Paper ID: | 1134 |
---|---|

Title: | InfoGAN: Interpretable Representation Learning by Information Maximizing Generative Adversarial Nets |

The paper presents an extension of the standard GAN framework, that allows to learn a set of disentangled interpretable codes in an unsupervised manner. The approach is motivated from the information-theoretic point of view and is based on minimizing the mutual information between the latent codes and the generated images. The experiments show the results on several types of image data: handwritten digits, house numbers, faces, chairs.

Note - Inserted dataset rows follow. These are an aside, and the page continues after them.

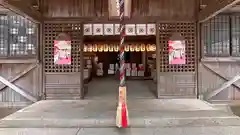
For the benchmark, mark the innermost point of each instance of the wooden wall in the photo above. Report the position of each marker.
(212, 74)
(163, 9)
(177, 81)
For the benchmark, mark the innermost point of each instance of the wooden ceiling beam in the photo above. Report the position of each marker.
(23, 8)
(215, 7)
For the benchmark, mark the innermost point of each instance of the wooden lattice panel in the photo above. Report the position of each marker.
(188, 31)
(51, 31)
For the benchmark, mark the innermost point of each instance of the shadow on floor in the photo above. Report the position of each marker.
(236, 110)
(7, 111)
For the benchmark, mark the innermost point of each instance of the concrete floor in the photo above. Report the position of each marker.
(7, 111)
(101, 114)
(96, 115)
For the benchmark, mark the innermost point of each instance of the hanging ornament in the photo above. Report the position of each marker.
(105, 48)
(126, 48)
(132, 47)
(85, 49)
(94, 48)
(137, 48)
(110, 48)
(143, 47)
(153, 47)
(89, 47)
(116, 48)
(148, 47)
(100, 47)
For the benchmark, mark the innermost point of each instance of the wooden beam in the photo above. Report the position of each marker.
(23, 8)
(18, 90)
(225, 85)
(31, 67)
(218, 73)
(215, 7)
(18, 61)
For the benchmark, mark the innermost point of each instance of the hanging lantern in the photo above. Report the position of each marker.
(85, 48)
(110, 48)
(100, 48)
(132, 47)
(105, 48)
(126, 48)
(152, 47)
(94, 48)
(137, 48)
(116, 48)
(89, 47)
(143, 47)
(148, 47)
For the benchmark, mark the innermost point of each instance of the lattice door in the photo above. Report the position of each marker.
(187, 31)
(51, 30)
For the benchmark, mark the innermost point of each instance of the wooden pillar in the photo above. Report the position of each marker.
(158, 49)
(82, 90)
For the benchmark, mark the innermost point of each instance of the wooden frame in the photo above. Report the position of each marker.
(215, 7)
(23, 9)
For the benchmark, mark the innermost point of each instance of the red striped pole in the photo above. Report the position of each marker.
(122, 112)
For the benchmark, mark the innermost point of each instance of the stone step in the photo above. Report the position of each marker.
(137, 119)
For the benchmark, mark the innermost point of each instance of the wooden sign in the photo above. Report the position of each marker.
(176, 49)
(62, 52)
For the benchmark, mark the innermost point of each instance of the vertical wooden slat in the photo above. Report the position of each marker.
(82, 90)
(158, 59)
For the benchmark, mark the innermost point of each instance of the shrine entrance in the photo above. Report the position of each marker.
(101, 58)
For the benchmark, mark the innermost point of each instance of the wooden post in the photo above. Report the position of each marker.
(122, 112)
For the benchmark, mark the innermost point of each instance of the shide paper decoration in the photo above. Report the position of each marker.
(62, 49)
(176, 49)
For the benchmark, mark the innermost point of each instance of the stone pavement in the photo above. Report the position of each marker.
(101, 114)
(228, 130)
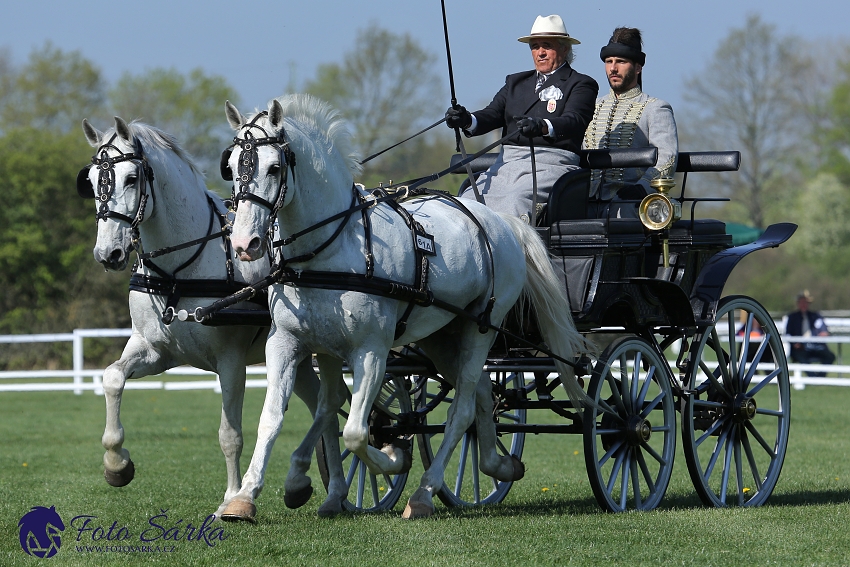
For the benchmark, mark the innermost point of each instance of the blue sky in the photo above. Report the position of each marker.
(255, 43)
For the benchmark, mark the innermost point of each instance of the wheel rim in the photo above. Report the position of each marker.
(629, 450)
(736, 420)
(368, 492)
(464, 484)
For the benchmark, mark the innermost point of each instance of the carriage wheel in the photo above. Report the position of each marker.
(736, 421)
(372, 493)
(629, 450)
(464, 484)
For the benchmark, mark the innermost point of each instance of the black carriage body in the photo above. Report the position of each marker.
(614, 273)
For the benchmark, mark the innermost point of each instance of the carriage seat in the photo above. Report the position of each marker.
(569, 196)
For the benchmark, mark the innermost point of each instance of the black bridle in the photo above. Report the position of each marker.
(249, 160)
(105, 189)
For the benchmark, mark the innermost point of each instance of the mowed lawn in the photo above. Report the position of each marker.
(50, 455)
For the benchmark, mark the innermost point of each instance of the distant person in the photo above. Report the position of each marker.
(628, 118)
(805, 323)
(550, 105)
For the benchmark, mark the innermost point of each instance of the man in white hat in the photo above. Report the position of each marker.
(628, 118)
(550, 107)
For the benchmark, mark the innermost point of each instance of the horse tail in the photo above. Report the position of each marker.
(547, 295)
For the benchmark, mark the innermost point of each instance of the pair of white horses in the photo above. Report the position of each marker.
(302, 171)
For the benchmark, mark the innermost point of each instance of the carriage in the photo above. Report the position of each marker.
(649, 291)
(653, 293)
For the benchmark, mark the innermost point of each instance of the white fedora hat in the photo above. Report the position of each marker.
(548, 26)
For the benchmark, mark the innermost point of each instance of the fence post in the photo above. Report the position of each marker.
(78, 360)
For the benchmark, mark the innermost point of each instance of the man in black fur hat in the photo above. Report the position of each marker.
(628, 118)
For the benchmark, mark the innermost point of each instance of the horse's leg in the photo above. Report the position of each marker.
(138, 359)
(368, 369)
(232, 379)
(504, 468)
(443, 352)
(471, 353)
(282, 359)
(331, 397)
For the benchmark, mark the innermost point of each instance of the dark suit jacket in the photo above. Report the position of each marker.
(794, 325)
(517, 98)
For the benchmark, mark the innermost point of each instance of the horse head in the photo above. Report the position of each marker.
(117, 180)
(261, 163)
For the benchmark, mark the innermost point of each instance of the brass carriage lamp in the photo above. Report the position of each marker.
(659, 212)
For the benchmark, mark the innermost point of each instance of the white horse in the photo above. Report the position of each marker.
(145, 182)
(295, 161)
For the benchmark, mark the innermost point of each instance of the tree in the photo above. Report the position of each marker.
(53, 91)
(188, 107)
(834, 136)
(751, 97)
(386, 99)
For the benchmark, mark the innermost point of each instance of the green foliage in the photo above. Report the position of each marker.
(53, 91)
(748, 98)
(190, 107)
(835, 137)
(49, 279)
(386, 99)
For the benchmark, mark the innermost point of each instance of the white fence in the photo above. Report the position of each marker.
(85, 379)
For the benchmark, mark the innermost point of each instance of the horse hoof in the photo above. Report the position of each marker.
(122, 477)
(331, 508)
(406, 455)
(298, 498)
(240, 511)
(519, 467)
(417, 510)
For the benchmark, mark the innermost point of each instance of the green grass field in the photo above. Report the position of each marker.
(50, 455)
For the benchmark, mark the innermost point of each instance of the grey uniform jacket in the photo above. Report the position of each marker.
(632, 120)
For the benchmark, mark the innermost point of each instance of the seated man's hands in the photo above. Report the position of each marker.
(458, 117)
(531, 127)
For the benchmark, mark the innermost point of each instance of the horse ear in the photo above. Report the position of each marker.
(275, 113)
(93, 135)
(123, 129)
(234, 117)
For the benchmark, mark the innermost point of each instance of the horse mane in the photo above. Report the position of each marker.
(152, 136)
(320, 118)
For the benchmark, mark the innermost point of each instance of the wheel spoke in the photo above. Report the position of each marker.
(722, 360)
(615, 393)
(661, 460)
(764, 382)
(647, 475)
(361, 483)
(636, 484)
(739, 473)
(624, 480)
(645, 389)
(615, 471)
(727, 465)
(653, 404)
(748, 450)
(733, 346)
(633, 393)
(716, 453)
(373, 484)
(754, 432)
(614, 448)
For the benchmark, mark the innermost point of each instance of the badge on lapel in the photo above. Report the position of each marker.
(551, 95)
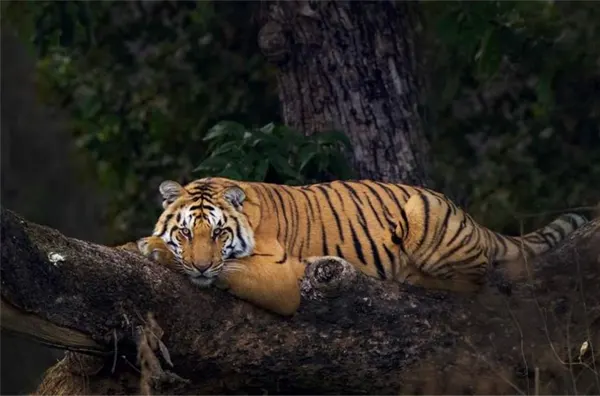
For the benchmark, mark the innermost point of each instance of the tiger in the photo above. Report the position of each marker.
(255, 239)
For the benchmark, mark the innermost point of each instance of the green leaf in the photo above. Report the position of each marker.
(228, 129)
(212, 163)
(260, 171)
(282, 166)
(333, 137)
(307, 153)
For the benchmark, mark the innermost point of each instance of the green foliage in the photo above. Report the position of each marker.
(512, 103)
(274, 153)
(143, 82)
(514, 106)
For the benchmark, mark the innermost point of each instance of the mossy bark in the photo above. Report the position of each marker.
(352, 66)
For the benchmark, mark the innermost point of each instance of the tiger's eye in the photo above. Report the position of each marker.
(186, 232)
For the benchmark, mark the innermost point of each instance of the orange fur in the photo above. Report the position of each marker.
(389, 231)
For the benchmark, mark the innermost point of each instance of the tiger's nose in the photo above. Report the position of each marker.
(202, 267)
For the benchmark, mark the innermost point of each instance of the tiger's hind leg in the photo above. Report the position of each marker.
(443, 246)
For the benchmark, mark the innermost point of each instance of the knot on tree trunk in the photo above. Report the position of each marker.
(328, 277)
(273, 42)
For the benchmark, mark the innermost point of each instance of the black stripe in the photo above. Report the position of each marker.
(309, 219)
(425, 222)
(295, 217)
(363, 223)
(389, 192)
(283, 259)
(339, 251)
(405, 220)
(392, 260)
(238, 231)
(283, 211)
(441, 236)
(333, 211)
(325, 247)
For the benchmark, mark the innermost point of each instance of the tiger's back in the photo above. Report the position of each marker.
(394, 231)
(256, 236)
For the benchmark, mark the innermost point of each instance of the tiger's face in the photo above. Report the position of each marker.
(204, 227)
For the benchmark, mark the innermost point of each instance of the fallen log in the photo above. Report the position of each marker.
(132, 326)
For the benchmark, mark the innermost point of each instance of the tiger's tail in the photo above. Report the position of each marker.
(508, 248)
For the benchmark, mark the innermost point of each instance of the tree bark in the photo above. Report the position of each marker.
(353, 334)
(352, 66)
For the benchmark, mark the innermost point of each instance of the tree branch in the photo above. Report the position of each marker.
(353, 334)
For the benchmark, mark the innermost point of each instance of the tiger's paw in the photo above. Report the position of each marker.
(155, 249)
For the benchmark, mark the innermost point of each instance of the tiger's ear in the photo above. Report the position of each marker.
(170, 191)
(235, 196)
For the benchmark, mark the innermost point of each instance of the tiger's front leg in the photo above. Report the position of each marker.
(154, 248)
(265, 281)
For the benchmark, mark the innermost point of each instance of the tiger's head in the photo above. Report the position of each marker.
(204, 226)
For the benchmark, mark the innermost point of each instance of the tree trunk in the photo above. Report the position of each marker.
(351, 66)
(352, 335)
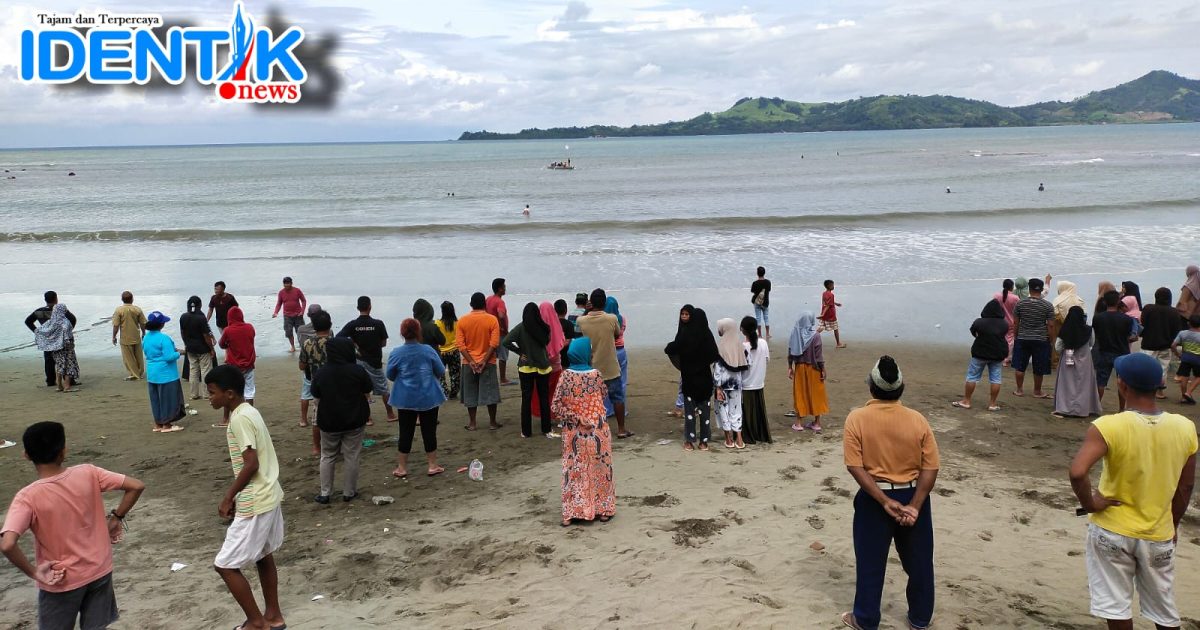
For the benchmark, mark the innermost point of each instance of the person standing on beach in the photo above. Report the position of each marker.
(588, 490)
(42, 315)
(497, 309)
(220, 305)
(828, 316)
(449, 351)
(293, 303)
(805, 369)
(162, 376)
(892, 454)
(1161, 323)
(370, 336)
(1145, 490)
(130, 323)
(57, 336)
(417, 395)
(73, 553)
(1114, 333)
(989, 351)
(478, 337)
(694, 352)
(342, 387)
(760, 297)
(604, 329)
(198, 343)
(238, 341)
(1074, 391)
(755, 426)
(252, 503)
(1035, 323)
(727, 373)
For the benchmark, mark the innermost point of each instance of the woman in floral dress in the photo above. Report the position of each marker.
(587, 442)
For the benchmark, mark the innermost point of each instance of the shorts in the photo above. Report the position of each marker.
(1036, 349)
(1116, 563)
(249, 393)
(291, 323)
(762, 315)
(378, 379)
(1187, 370)
(251, 539)
(94, 604)
(481, 389)
(975, 371)
(1103, 363)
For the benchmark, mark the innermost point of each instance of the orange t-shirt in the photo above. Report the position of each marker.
(479, 333)
(66, 513)
(892, 442)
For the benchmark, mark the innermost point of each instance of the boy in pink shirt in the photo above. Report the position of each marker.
(73, 538)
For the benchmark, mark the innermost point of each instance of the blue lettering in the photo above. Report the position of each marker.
(205, 46)
(73, 70)
(147, 51)
(99, 55)
(280, 52)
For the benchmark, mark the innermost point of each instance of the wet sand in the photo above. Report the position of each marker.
(757, 538)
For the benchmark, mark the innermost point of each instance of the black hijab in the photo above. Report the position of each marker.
(1075, 333)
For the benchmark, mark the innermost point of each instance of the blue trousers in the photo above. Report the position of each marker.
(874, 534)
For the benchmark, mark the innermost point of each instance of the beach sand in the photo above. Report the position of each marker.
(759, 538)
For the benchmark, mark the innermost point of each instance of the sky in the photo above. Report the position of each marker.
(427, 71)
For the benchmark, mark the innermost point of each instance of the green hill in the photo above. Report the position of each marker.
(1157, 96)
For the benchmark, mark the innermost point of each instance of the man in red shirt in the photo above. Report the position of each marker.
(293, 303)
(497, 309)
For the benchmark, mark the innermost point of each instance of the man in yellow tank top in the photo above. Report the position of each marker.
(1145, 487)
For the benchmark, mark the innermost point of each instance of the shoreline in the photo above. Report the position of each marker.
(732, 527)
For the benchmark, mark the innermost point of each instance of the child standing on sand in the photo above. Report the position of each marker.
(75, 540)
(828, 316)
(252, 502)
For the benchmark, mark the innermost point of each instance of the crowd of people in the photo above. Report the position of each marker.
(574, 371)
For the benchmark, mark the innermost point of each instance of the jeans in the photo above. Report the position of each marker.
(874, 533)
(528, 382)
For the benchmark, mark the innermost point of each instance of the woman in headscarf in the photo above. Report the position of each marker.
(755, 427)
(162, 376)
(1189, 295)
(555, 351)
(1074, 393)
(57, 336)
(727, 372)
(1066, 299)
(449, 351)
(423, 312)
(694, 352)
(529, 340)
(805, 367)
(613, 309)
(987, 352)
(1008, 299)
(588, 491)
(1021, 287)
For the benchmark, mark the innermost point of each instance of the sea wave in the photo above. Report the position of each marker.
(559, 227)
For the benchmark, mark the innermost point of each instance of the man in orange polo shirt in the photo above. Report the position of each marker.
(478, 337)
(891, 451)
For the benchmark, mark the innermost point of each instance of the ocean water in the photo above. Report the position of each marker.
(658, 221)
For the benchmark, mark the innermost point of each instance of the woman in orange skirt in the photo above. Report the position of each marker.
(805, 367)
(587, 441)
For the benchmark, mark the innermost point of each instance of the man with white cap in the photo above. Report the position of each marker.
(891, 453)
(1145, 487)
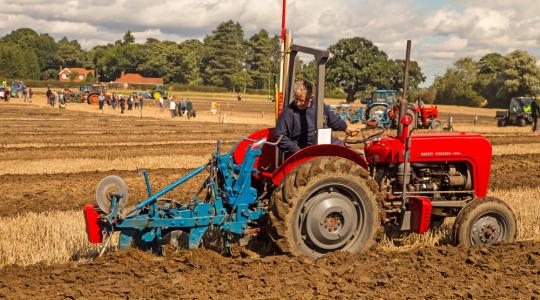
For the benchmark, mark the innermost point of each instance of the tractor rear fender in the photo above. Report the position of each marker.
(315, 151)
(265, 163)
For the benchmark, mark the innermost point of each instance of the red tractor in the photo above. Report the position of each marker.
(329, 197)
(427, 117)
(321, 199)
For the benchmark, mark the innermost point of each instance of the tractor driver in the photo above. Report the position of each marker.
(297, 122)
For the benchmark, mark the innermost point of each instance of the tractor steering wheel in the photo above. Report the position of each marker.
(364, 139)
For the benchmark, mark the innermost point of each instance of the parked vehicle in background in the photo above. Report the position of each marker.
(519, 113)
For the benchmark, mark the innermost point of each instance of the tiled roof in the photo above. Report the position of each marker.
(78, 70)
(138, 79)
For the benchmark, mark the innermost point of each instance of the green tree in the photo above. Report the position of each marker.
(70, 54)
(490, 82)
(42, 44)
(128, 38)
(260, 59)
(73, 76)
(192, 52)
(355, 65)
(225, 54)
(457, 85)
(396, 71)
(162, 59)
(90, 78)
(521, 75)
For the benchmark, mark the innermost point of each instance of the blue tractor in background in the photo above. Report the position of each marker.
(346, 113)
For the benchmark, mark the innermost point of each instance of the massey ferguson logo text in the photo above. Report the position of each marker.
(428, 154)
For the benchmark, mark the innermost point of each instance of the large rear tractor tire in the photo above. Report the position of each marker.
(108, 186)
(324, 205)
(485, 221)
(414, 120)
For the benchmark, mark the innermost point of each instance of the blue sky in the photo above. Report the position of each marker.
(442, 31)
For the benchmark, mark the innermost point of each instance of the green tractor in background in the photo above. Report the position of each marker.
(159, 91)
(519, 113)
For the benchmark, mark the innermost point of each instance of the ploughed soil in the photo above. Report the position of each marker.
(28, 133)
(503, 271)
(514, 171)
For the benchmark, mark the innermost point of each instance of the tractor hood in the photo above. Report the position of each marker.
(430, 147)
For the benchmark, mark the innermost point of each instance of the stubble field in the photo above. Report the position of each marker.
(51, 161)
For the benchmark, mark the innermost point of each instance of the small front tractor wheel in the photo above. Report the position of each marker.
(485, 221)
(324, 205)
(107, 188)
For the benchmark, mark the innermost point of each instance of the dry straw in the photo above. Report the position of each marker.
(75, 165)
(55, 237)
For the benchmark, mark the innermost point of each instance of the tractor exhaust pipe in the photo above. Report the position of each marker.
(404, 103)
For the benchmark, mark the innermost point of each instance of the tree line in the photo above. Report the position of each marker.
(224, 58)
(490, 81)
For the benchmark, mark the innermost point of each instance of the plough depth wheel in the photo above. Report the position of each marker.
(106, 188)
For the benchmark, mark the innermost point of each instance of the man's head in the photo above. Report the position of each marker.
(303, 91)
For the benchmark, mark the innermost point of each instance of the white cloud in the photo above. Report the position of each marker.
(441, 34)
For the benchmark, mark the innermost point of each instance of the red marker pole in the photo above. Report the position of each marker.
(279, 101)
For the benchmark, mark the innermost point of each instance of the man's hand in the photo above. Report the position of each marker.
(352, 130)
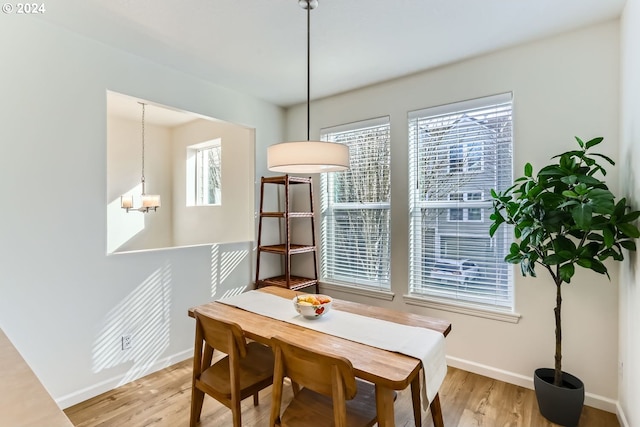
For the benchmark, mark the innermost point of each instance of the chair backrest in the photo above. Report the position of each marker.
(321, 372)
(222, 335)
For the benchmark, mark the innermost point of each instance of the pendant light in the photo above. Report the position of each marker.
(308, 156)
(148, 202)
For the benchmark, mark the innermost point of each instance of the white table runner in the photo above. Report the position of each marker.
(424, 344)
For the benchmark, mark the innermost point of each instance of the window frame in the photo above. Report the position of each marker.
(196, 191)
(331, 207)
(426, 209)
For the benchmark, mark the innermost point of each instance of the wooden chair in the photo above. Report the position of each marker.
(331, 394)
(247, 368)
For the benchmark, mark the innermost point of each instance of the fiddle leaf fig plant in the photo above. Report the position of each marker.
(563, 218)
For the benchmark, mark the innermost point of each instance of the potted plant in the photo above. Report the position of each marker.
(563, 218)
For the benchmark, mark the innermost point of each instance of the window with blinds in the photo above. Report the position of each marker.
(355, 207)
(457, 154)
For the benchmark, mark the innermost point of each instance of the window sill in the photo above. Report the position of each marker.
(357, 290)
(462, 308)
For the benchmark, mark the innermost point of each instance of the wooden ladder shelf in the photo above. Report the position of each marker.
(286, 248)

It is a good paper that should definitely be accepted. The presented approach has a clear theoretical motivation and is supported by a thorough and convincing experimental evaluation. It is important that the approach does not use any domain-specific knowledge and effectively comes at zero additional computational cost. This makes it easily applicable to a wide range of generative tasks. I have several questions/comments: 1) It seems to me that the proposed approach in the end amounts to training a GAN with an additional network (or an additional branch on top of the discriminator) trained to predict part of the latent code from the generated image. Is it correct? If not, what is the difference and how would such simple approach perform? If yes, please clearly state this fact in the paper. This interpretation is very intuitive and natural. And it is misleading to make it look more complicated than it is. Please address this question in the rebuttal. 2) All results are purely qualitative, except the remark on the 5% classification performance on MNIST. Some quantitative results, showing how the learned representation is useful for discriminative tasks, would strengthen the paper. 3) The paper only shows the effect of some selected latent factors on the generated image. It would be interesting to see the effect of all factors (in the supplementary, of course). Are they all meaningful? It would also be interesting to see the effect of "incompressible noise" z. 4) Why is "incompressible" noise z at all necessary? How do you select the dimensionality of z? 5) GANs are known to often fit only a subset of the data. Does InfoGAN have any advantage in this respect, or can it happen that it fits only a subset of the factors of variation? 6) For completeness it would be nice to have V(D,G) formulated in terms of x,c,z: it is not 100% clear from equation (1). 7) It would of course be interesting to see what kind of factors can the proposed method extract from more diverse data, for example the bedroom dataset used in the DCGAN paper or natural image datasets such as CIFAR-10 or ImageNet.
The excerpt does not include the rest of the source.